Set lock_dropped = 1. In case we break out too soon (which we do if
nr_pages drops to zero a couple lines below) and report a stale value.

> +                       BUG_ON(ret < 0);
> +                       BUG_ON(nr_pages == 1 && ret);
> +               }
> +
> +               if (!pages)
> +                       /* If it's a prefault don't insist harder */
> +                       return ret;
> +
> +               if (ret > 0) {
> +                       nr_pages -= ret;
> +                       pages_done += ret;
> +                       if (!nr_pages)
> +                               break;
> +               }
> +               if (*locked) {
> +                       /* VM_FAULT_RETRY didn't trigger */
> +                       if (!pages_done)
> +                               pages_done = ret;

Replace top two lines with
if (ret >0)
    pages_done += ret;

> +                       break;
> +               }
> +               /* VM_FAULT_RETRY triggered, so seek to the faulting offset */
> +               pages += ret;
> +               start += ret << PAGE_SHIFT;
> +
> +               /*
> +                * Repeat on the address that fired VM_FAULT_RETRY
> +                * without FAULT_FLAG_ALLOW_RETRY but with
> +                * FAULT_FLAG_TRIED.
> +                */
> +               *locked = 1;
> +               lock_dropped = true;

Not really needed if set where previously suggested.
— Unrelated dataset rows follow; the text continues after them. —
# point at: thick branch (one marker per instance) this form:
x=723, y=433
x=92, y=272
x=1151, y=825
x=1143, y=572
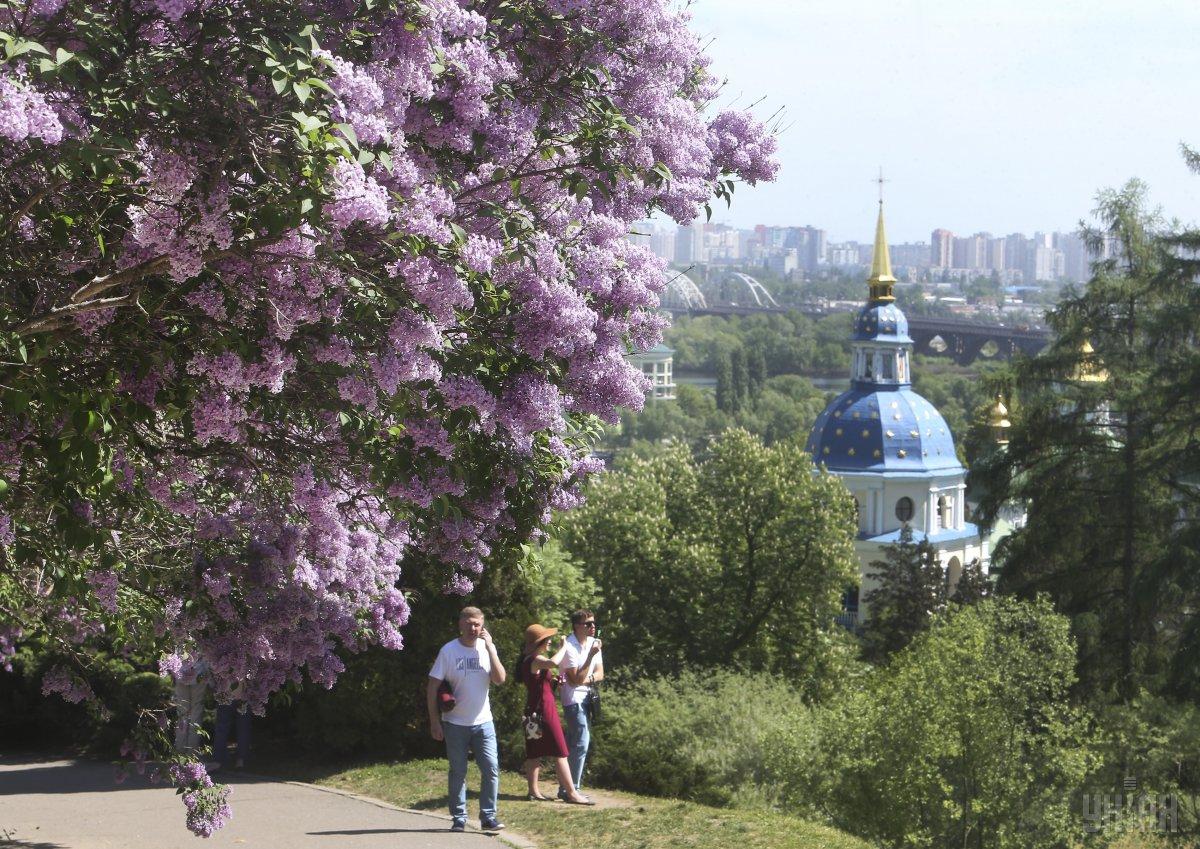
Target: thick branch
x=85, y=300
> +               down_read(&mm->mmap_sem);
> +               ret = __get_user_pages(tsk, mm, start, nr_pages, flags | FOLL_TRIED,
> +                                      pages, NULL, NULL);

s/nr_pages/1/ otherwise we block on everything left ahead, not just
the one that fired RETRY.

> +               if (ret != 1) {
> +                       BUG_ON(ret > 1);

Can ret ever be zero here with count == 1? (ENOENT for a stack guard
page TTBOMK, but what the heck are we doing gup'ing stacks. Suggest
fixing that one case inside __gup impl so count == 1 never returns
zero)

> +                       if (!pages_done)
> +                               pages_done = ret;

Don't think so. ret is --errno at this point (maybe zero). So remove.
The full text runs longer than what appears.